Revisiting Tolkien
This holiday season, I rediscovered the meaning and beauty of the works of J.R.R. Tolkien.
Over the holidays, I nostalgically rewatched and reread many of the works of J.R.R. Tolkien, works that played a huge role in my childhood. Tolkien never really truly disappeared from my life, given how much his ideas permeate modern culture, especially modern fantasy literature, and I’ve kept up with the latest publications and shows, such as the Amazon Prime show, The Rings of Power.
One of the delights of going back to Tolkien’s work as an adult, twenty years after I first read The Hobbit and The Lord of the Rings, was that I was able to approach it as an adult, as a work of literature and philosophy, rather than just as a good novel with an interesting plot. (Some other Sci-Fi and Fantasy novels rise to this level, such as Dune.) I’ve come to appreciate how much better of a writer and thinker Tolkien was compared to quite a few modern fantasy authors. Tolkien was able to truly capture and recreate the vibe of medieval epic storytelling, such as Beowulf, in his work. My favorite Tolkien work has always been the Silmarillion, which I loved because of its epic nature, tragedy, and beauty.

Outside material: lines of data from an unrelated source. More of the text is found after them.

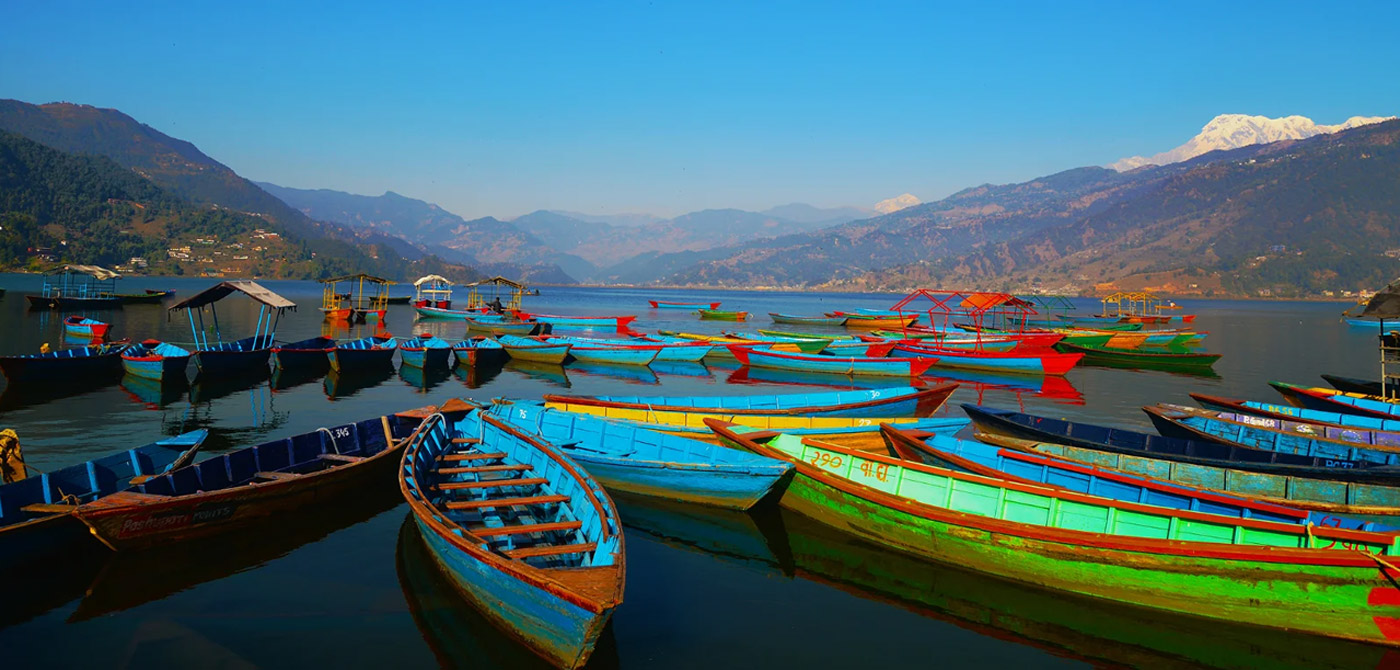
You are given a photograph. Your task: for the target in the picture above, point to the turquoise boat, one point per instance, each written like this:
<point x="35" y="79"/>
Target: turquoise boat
<point x="363" y="354"/>
<point x="37" y="512"/>
<point x="156" y="360"/>
<point x="1290" y="413"/>
<point x="643" y="462"/>
<point x="1315" y="581"/>
<point x="520" y="529"/>
<point x="892" y="402"/>
<point x="977" y="458"/>
<point x="1257" y="432"/>
<point x="424" y="351"/>
<point x="830" y="364"/>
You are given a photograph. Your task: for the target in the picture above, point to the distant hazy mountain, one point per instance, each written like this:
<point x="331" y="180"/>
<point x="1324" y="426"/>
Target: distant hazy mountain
<point x="620" y="220"/>
<point x="1235" y="130"/>
<point x="895" y="203"/>
<point x="804" y="213"/>
<point x="186" y="172"/>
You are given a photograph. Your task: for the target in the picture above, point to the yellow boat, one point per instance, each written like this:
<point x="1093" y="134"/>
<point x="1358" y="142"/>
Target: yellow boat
<point x="856" y="432"/>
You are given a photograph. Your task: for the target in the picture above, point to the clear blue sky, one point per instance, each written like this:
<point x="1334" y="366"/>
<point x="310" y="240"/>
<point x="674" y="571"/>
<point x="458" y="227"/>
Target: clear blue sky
<point x="504" y="108"/>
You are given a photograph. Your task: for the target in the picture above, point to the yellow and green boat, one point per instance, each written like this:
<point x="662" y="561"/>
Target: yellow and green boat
<point x="1318" y="581"/>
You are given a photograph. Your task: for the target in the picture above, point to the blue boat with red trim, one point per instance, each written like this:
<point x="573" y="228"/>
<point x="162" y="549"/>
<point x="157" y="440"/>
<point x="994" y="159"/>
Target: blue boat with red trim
<point x="521" y="529"/>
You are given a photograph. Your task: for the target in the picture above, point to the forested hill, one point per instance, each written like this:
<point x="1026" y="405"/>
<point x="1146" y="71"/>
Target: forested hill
<point x="185" y="174"/>
<point x="87" y="209"/>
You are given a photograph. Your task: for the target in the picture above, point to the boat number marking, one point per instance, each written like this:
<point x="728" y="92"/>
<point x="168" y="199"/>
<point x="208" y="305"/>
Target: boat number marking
<point x="829" y="460"/>
<point x="878" y="470"/>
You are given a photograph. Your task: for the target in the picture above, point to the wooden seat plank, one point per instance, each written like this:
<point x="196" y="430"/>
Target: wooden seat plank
<point x="552" y="550"/>
<point x="507" y="502"/>
<point x="458" y="458"/>
<point x="527" y="528"/>
<point x="461" y="486"/>
<point x="521" y="467"/>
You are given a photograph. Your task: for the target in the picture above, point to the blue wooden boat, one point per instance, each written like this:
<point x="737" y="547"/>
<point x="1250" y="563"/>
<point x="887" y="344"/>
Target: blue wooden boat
<point x="156" y="360"/>
<point x="643" y="462"/>
<point x="37" y="512"/>
<point x="1274" y="435"/>
<point x="676" y="348"/>
<point x="830" y="364"/>
<point x="363" y="354"/>
<point x="70" y="367"/>
<point x="478" y="351"/>
<point x="268" y="483"/>
<point x="977" y="458"/>
<point x="305" y="354"/>
<point x="1290" y="413"/>
<point x="808" y="321"/>
<point x="240" y="355"/>
<point x="892" y="402"/>
<point x="520" y="528"/>
<point x="1336" y="400"/>
<point x="424" y="351"/>
<point x="1031" y="427"/>
<point x="84" y="328"/>
<point x="612" y="353"/>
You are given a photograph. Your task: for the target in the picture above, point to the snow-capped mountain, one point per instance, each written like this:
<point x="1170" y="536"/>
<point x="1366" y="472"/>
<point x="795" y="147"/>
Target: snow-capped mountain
<point x="896" y="203"/>
<point x="1234" y="130"/>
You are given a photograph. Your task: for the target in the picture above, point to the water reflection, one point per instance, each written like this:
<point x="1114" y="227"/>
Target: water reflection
<point x="133" y="578"/>
<point x="459" y="635"/>
<point x="542" y="371"/>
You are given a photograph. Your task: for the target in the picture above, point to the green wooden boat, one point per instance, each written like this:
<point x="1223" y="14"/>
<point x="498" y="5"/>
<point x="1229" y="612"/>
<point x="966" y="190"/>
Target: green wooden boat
<point x="723" y="315"/>
<point x="805" y="336"/>
<point x="1166" y="358"/>
<point x="1319" y="581"/>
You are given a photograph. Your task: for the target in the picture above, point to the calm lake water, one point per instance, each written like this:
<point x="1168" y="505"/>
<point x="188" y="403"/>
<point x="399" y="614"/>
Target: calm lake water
<point x="704" y="588"/>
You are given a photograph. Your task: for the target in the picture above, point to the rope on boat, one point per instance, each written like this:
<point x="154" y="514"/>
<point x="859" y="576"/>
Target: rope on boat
<point x="333" y="444"/>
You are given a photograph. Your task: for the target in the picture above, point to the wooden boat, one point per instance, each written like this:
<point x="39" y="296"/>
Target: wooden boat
<point x="304" y="354"/>
<point x="854" y="432"/>
<point x="1141" y="358"/>
<point x="595" y="351"/>
<point x="580" y="322"/>
<point x="1364" y="386"/>
<point x="1011" y="465"/>
<point x="1274" y="435"/>
<point x="832" y="364"/>
<point x="534" y="348"/>
<point x="1290" y="413"/>
<point x="807" y="321"/>
<point x="77" y="287"/>
<point x="1173" y="449"/>
<point x="70" y="365"/>
<point x="899" y="400"/>
<point x="143" y="298"/>
<point x="720" y="315"/>
<point x="1276" y="575"/>
<point x="424" y="351"/>
<point x="793" y="346"/>
<point x="1336" y="400"/>
<point x="156" y="360"/>
<point x="240" y="355"/>
<point x="683" y="305"/>
<point x="522" y="532"/>
<point x="81" y="326"/>
<point x="363" y="354"/>
<point x="513" y="326"/>
<point x="476" y="351"/>
<point x="37" y="512"/>
<point x="871" y="322"/>
<point x="644" y="462"/>
<point x="1015" y="362"/>
<point x="258" y="484"/>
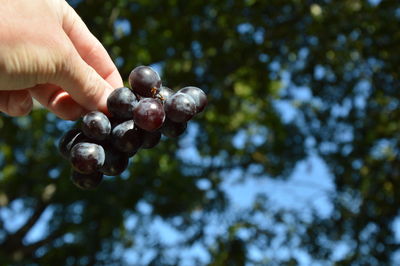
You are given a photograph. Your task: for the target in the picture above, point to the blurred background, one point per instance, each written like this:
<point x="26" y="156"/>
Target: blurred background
<point x="295" y="161"/>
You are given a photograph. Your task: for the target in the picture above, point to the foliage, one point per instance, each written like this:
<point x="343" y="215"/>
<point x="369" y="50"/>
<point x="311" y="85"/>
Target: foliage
<point x="335" y="63"/>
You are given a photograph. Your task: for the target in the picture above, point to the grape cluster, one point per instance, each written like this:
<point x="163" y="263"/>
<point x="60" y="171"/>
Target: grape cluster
<point x="139" y="116"/>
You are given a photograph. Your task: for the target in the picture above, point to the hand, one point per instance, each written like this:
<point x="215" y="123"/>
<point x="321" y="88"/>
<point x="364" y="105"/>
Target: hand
<point x="48" y="53"/>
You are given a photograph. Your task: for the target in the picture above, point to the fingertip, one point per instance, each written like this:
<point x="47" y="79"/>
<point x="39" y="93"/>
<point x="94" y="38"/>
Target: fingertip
<point x="19" y="103"/>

I admittedly fell away from Tolkien’s works for a while, primarily because I began to feel that a better model of fantasy fiction was to be found in A Song of Ice and Fire (and its derivative, the TV show, Game of Thrones). A Song of Ice and Fire (ASOIAF) embodied a realism toward politics and characters that I felt was lacking in Tolkien. But when you realize that Tolkien and Martin were trying to tell different types of tales and that Tolkien wasn’t attempting to write an entertaining novel, with adventure and romance, for the masses, then it no longer makes sense to compare Tolkien against modern fantasy novels. The Lord of the Rings and even more so, The Silmarillion, were vehicles for Tolkien’s worldbuilding, languages, and mythology.
But Tolkien’s writing skills are really good too. Having compared Tolkien’s prose in the LOTR side by side with a popular modern author such as Brandon Sanderson, one can tell the difference immediately between a well-read master of the English language and a person who uses words in a functional manner. And lest one says that Tolkien was a monochromatic writer, his stories all tales of good versus evil with stagnant, unchanging characters, one only has to read his other works to be disabused of this thought. Take for example, Aldarion and Erendis: The Mariner's Wife, a story about marital strife between a Numenorean king and his wife. Of course, one cannot forget Tolkien’s darkest tale—filled with incest and murder, where it is unclear if the protagonist actually might not be the antagonist—The Children of Húrin, which takes an episode from the Silmarillion, and expands it into a novel.
Tolkien and Martin are more similar than they appear at first glance, and they are the masters of their genre in their own ways. In Tolkien’s world, every mountain, every river, every town, maybe every tree or stone has a reason to be there, a purpose, a history, a story. It is a deep, deep world. This concept, the impression of depth, is one of the strengths of Tolkien’s work, and perhaps one of his greatest contributions to the literary genre of fantasy. It is closely related to another of Tolkien’s populaizations, the secondary world, an internally consistent constructed world that stands on its own, without having to take place in a dream or in the imagination of a figure in our, primary world. When the principle of the impression of depth is applied to a secondary world, the aesthetic outcome is that the secondary world feels real and authentic because it is deeply rooted. There are maps, there are genealogies, there are stories and songs about the past, there is culture and history. The alternative is just dropping a story into a shallowly constructed world. The reader can tell the difference at once.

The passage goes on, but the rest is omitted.